On Christmas Eve, 1938, Celeste has been released from the House of Detention where she had been held for shoplifting — one of her many, many vices. She makes her way back to the Silver Dollar Hotel in New Orleans’ French Quarter where Trinket lives fairly comfortably, but alone, off the proceeds of a single oil well. The two had been each other’s only friend, but a fight prior to Celeste’s arrest has left Trinket too wounded to forgive.

But Trinket also carries a deeper scar, “mutilated” by the loss of a breast both physically and mentally, in perpetual shame and paranoia of the stigma from anyone finding out. Sadly, Celeste exploits this in her selfish, immature efforts to keep Trinket in her life. Thus the night is mostly a battle of wills between the women. Celeste leaves clues to Trinket’s secrets and calls her by her former, less colorful name. Meanwhile, desperate for company, Trinket takes home a sailor (Matthew Walls) so drunk he wavers between dull confusion and violent agitation. All the while, hotel manager Bernie (Zachariah Stonerock) sits by, eyes on his comic book, exasperated like he’s seen these scenes play out between the women many times before.

Roche and Jennewein give award-worthy performances: Celeste prowls the two-level stage like a predator, while Trinket works her corner like a wounded deer. In fact, all the cast are superb, including Walls, Stonerock, Mark Cashwell, Dan Flahive, Abby Gilster, Elysia Rohn and Doug Powers.

While costumes and sets are standard for a Depression-era drama, there are a number of artsy, edgy touches, including the arresting manner in which the “carols” are sung (words by Williams, music adapted by Ben Asaykwee), and the way so much is left unsaid, including the full story of Trinket’s “mutilation.” Then there is the bewildering ending — a “miracle” is promised, and seems to be delivered, but it is up to you after the lights go up to work out what it all means.

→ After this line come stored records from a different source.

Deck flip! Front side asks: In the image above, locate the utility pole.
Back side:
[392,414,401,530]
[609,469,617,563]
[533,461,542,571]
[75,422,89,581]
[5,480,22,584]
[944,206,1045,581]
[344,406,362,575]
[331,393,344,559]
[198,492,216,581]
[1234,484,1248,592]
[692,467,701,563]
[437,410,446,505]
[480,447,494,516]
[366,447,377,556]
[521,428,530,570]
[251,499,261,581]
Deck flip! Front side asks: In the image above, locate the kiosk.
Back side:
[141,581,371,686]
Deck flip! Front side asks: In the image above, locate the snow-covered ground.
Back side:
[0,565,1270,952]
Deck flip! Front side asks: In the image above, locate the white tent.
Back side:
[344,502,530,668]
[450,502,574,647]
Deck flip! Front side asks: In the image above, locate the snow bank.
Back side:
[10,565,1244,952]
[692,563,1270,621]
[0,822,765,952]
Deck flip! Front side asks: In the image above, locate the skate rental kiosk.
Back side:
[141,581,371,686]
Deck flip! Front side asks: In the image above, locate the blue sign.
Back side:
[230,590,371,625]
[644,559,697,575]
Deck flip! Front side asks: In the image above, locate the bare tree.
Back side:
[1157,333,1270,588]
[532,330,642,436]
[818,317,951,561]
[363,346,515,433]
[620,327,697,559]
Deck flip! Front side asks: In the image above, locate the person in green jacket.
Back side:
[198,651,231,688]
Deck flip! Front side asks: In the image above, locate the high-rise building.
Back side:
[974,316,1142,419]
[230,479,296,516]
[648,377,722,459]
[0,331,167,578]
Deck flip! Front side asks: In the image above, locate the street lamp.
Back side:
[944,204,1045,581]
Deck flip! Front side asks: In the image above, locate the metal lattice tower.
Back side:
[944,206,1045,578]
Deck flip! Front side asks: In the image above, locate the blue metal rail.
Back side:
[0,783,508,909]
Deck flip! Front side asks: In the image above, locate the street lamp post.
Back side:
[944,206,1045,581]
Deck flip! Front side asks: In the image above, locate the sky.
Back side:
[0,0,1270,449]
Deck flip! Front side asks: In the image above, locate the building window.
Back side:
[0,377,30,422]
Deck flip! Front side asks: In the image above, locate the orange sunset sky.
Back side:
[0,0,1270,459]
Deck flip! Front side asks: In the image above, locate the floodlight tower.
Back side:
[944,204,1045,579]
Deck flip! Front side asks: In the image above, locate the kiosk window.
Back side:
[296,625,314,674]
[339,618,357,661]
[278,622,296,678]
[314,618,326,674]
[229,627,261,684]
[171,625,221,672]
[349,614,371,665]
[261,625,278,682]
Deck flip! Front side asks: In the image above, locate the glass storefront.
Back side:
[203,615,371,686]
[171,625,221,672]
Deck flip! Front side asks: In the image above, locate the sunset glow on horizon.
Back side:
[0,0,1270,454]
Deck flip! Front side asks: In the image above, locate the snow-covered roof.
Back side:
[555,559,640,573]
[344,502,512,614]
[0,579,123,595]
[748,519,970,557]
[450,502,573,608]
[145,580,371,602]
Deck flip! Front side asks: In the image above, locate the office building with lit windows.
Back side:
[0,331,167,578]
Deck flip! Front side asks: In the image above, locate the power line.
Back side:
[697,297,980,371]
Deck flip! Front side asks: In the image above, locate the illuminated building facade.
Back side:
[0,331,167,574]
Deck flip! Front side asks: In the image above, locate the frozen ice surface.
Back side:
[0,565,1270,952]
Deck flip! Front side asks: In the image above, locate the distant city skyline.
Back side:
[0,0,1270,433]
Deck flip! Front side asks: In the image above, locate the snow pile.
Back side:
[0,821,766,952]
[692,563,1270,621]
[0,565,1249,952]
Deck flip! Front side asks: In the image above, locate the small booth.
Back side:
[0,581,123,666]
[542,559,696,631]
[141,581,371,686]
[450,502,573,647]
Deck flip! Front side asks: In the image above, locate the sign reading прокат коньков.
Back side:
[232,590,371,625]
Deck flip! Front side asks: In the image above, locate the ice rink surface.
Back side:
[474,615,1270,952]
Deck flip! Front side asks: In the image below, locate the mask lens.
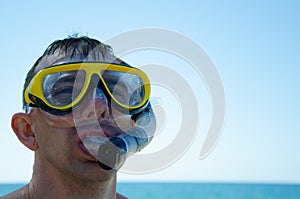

As other commenters on the play have noted, the characters here are all “mutilated” in some way: physically, mentally, spiritually. We see the pains of addiction, whether it be to wine or a person. Yet like any holiday show, even in Tennessee Williams’ New Orleans, anything is possible on Christmas day.

No Exit has located “The Mutilated” in the Carriage House of the Indianapolis Propylaeum, 1410 N. Delaware downtown (a couple of blocks north of the President Benjamin Harrison home). Performances are through Sunday; see noexitperformance.org for information and tickets.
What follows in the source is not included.